The committee’s terms of reference and composition will be decided by Friday so that it gets the plenum’s green light. Party leaders will meet again on Friday morning, according to reports.

The effort is to have a result by the end of the month.

The PEP document – marked ‘confidential’ – was first delivered to Syllouris by former CBC boss Chrystalla Giorghadji in April of 2019 just before she stepped down.

Days later, Syllouris held a courtesy meeting with her successor, Constantinos Herodotou. During the meeting, Syllouris surprised the governor by handing him back the list and asking the bank to process data held by commercial banks regarding delinquent loans held by politically PEPs and on possible circumspect debt write-offs.

The issue has been going back and forth since prompting suggestions that parties had something to hide.

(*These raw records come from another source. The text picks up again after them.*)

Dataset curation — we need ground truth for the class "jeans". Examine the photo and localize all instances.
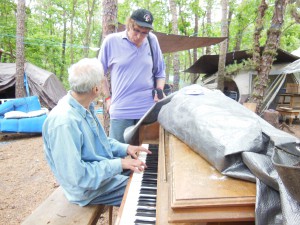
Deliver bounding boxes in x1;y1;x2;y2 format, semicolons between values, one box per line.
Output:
89;170;131;206
109;119;139;143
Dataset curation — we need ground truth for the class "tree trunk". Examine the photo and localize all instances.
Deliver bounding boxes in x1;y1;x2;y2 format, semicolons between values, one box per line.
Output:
59;11;67;80
15;0;25;98
83;0;95;58
190;0;199;84
250;0;288;113
102;0;118;135
218;0;228;91
205;0;213;55
70;0;77;64
169;0;180;91
252;0;268;71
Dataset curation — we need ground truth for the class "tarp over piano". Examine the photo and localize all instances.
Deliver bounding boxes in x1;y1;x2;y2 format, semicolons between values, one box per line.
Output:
158;85;300;225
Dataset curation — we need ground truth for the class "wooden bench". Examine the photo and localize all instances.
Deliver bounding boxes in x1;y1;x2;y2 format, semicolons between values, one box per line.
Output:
22;187;113;225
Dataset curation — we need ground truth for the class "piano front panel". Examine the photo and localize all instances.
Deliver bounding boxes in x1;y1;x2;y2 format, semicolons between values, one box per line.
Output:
115;127;255;225
116;144;158;225
156;128;255;225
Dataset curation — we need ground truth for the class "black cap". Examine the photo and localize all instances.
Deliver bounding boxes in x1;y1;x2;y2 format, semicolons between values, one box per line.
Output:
130;9;153;30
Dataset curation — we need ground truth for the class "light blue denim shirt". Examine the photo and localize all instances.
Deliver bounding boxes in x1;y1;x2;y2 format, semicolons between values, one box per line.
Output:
43;92;128;206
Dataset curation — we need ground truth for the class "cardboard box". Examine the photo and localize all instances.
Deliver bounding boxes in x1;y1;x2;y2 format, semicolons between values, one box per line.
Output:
286;83;300;94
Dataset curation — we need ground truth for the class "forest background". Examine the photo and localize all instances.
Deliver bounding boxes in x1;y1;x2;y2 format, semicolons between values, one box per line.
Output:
0;0;300;93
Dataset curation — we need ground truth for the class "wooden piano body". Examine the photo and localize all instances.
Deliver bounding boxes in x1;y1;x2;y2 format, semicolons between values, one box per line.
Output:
116;123;256;225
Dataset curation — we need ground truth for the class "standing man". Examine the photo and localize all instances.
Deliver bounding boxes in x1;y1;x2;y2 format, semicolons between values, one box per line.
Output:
99;9;165;143
43;58;151;206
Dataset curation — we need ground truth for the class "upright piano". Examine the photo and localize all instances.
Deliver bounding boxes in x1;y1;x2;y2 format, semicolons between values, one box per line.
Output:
115;123;256;225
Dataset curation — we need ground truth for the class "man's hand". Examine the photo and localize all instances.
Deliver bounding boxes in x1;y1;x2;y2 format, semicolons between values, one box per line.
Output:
121;157;147;172
127;145;152;159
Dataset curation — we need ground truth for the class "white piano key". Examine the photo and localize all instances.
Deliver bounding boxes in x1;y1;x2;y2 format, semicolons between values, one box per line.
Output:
119;145;156;225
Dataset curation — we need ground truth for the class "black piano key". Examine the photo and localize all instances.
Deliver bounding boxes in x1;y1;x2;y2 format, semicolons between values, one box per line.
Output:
138;201;156;208
135;145;158;225
139;195;156;202
136;212;156;217
134;219;156;225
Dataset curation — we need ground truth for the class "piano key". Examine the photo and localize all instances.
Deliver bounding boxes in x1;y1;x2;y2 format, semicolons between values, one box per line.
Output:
119;145;158;225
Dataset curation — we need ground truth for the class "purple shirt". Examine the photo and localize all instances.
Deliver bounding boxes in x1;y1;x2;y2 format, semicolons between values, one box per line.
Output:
99;31;165;119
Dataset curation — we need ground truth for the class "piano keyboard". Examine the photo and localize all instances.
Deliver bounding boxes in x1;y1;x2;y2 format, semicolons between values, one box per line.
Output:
119;144;158;225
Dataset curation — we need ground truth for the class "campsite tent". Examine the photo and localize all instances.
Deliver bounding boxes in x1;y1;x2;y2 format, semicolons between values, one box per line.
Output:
0;63;66;109
184;48;300;103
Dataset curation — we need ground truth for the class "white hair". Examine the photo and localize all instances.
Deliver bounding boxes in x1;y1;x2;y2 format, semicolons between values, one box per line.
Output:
68;58;104;93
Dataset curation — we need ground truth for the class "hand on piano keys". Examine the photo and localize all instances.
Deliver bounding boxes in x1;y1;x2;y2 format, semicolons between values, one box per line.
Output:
122;145;152;172
119;145;158;225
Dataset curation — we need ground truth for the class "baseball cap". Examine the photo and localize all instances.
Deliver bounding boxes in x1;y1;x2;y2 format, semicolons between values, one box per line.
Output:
130;9;153;30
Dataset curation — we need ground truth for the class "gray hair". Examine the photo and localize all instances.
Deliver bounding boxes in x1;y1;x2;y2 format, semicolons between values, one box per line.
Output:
68;58;104;93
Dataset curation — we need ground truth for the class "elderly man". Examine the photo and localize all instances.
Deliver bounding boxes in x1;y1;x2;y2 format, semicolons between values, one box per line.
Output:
43;58;151;206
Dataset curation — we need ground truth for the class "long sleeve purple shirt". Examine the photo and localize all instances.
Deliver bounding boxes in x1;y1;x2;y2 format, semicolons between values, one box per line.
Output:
99;31;165;119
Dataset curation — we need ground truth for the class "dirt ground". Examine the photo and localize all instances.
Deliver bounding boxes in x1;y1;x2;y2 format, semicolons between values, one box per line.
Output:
0;120;300;225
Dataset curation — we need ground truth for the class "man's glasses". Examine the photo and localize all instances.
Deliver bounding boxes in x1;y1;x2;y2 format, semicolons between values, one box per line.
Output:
132;27;149;36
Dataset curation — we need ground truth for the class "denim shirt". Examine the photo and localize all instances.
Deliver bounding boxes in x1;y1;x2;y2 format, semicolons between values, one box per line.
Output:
43;92;128;206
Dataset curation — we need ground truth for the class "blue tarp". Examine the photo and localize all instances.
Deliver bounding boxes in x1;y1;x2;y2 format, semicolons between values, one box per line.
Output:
0;96;47;133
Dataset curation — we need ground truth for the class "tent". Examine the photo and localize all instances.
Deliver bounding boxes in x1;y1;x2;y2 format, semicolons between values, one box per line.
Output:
184;48;300;106
0;62;67;109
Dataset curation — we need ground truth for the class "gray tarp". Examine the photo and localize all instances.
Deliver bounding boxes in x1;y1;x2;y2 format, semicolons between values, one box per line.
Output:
0;63;67;109
158;85;300;225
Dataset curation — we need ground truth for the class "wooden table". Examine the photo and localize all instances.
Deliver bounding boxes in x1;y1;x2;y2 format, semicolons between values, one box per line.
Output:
276;109;300;125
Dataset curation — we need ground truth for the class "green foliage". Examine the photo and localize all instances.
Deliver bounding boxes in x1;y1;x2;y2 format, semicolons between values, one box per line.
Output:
0;0;300;87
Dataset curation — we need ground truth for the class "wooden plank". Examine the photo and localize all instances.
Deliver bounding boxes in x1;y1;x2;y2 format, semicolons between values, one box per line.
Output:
22;187;107;225
170;135;256;208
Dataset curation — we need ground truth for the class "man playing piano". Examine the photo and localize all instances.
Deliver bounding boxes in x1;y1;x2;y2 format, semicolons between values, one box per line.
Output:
43;58;151;206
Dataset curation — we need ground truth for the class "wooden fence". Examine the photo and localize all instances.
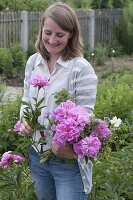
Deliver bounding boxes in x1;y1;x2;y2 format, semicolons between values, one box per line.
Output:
0;9;123;51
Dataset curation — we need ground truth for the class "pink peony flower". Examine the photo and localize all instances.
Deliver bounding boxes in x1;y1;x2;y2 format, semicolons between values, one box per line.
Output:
28;76;49;87
97;122;111;139
73;137;101;158
52;118;82;146
0;151;25;168
14;121;21;132
52;100;76;122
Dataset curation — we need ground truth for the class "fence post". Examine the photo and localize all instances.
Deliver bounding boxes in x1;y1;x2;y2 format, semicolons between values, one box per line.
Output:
20;11;28;52
88;9;95;50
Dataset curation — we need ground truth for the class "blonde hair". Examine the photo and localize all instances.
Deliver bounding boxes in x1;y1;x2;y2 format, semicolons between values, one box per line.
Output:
35;2;83;61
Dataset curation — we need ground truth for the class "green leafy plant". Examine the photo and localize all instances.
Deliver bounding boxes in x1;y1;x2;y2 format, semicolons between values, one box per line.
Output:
116;3;133;54
10;44;26;77
94;44;107;66
0;48;13;77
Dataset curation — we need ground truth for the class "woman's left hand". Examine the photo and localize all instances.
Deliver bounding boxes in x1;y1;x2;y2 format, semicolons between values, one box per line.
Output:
51;142;76;159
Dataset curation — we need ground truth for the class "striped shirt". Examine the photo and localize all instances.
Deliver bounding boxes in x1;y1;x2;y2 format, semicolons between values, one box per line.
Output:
20;53;97;193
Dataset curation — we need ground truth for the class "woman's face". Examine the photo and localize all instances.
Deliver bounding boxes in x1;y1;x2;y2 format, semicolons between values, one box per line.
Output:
42;18;70;57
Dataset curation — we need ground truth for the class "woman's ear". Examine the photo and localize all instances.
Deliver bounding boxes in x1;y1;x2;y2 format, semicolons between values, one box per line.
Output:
69;33;73;39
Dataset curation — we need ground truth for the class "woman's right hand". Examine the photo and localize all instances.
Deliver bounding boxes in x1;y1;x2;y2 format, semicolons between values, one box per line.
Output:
20;118;33;136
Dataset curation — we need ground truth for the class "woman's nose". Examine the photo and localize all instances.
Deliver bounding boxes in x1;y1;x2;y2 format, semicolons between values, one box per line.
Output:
49;36;57;44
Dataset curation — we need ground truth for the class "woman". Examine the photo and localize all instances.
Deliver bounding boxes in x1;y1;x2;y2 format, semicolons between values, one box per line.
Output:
20;3;97;200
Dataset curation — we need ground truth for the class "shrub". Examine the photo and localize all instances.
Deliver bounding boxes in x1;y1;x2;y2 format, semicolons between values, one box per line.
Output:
0;48;13;77
0;83;6;102
10;44;26;76
0;97;21;154
95;73;133;120
116;3;133;54
93;44;107;66
88;144;133;200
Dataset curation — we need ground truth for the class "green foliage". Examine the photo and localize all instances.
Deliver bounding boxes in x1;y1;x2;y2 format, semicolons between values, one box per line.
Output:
88;144;133;200
95;73;133;120
93;44;107;66
91;0;109;9
90;0;130;9
0;165;36;200
0;82;6;103
0;97;21;154
116;3;133;54
10;44;26;76
27;41;36;58
0;48;13;77
54;89;74;105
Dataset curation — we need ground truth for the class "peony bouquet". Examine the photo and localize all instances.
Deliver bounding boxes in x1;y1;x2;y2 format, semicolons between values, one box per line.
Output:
51;100;121;162
42;90;121;161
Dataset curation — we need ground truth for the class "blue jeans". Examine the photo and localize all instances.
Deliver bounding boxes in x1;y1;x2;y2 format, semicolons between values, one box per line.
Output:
29;147;87;200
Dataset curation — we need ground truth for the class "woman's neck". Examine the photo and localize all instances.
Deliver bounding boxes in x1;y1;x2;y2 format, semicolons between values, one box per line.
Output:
48;56;60;74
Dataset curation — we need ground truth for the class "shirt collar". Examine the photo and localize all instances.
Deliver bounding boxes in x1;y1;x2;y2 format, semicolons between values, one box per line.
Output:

Green party chairman Giorgos Perdikis said on Wednesday that appointing the ad hoc committee was also their position.

He said the committee should examine the list as soon as possible and publish it within weeks.

Perdikis expressed concern that the matter would be shelved, dealing yet another blow to the parliament’s and politicians’ dwindling prestige.

“The delay, the repeated postponements, and time-consuming procedures go against the aim, which is transparency,” he said.

In December 2018, Georghadji had told MPs she had stopped looking into bad loans of PEPs because she “got scared” when police seized her computers and questioned her.

Georghadji told the House finance committee that in 2015 she began gathering data on PEPs who had bad loans with Cypriot banks and that later in the same year someone had leaked a list of MPs and their loans at the Bank of Cyprus to the media.

It showed that out of the 37 MPs listed, 19 owed the bank a total of €51.2m and 13 of those had NPLs totalling €35.3m.

At the time, furious MPs spoke of an attempt by the central bank to blackmail lawmakers through leaks to the press with information about their loan arrears.

Following a complaint filed by MP Zacharias Koulias – the current chairman of watchdog committee — that his personal data had been violated, police entered the central bank with warrants to search the premises. 

In August 2019, the attorney-general issued a legal opinion saying Kedipes – the successor entity to the since shuttered co-operative bank – is obligated to hand over information as part of a probe into the co-op bank having afforded favourable treatment to PEPs in terms of loan restructuring.

In September, it was reported that the co-operative’s internal audit department had found over 700 PEP customers of the bank were behind on their loan repayments.

The internal audit department tracked €134m worth of delinquent loans associated with PEPs, and also €9.8m in debt write-offs. In some PEP accounts, the account holders held sufficient deposits to repay their loan arrears but had failed to do so.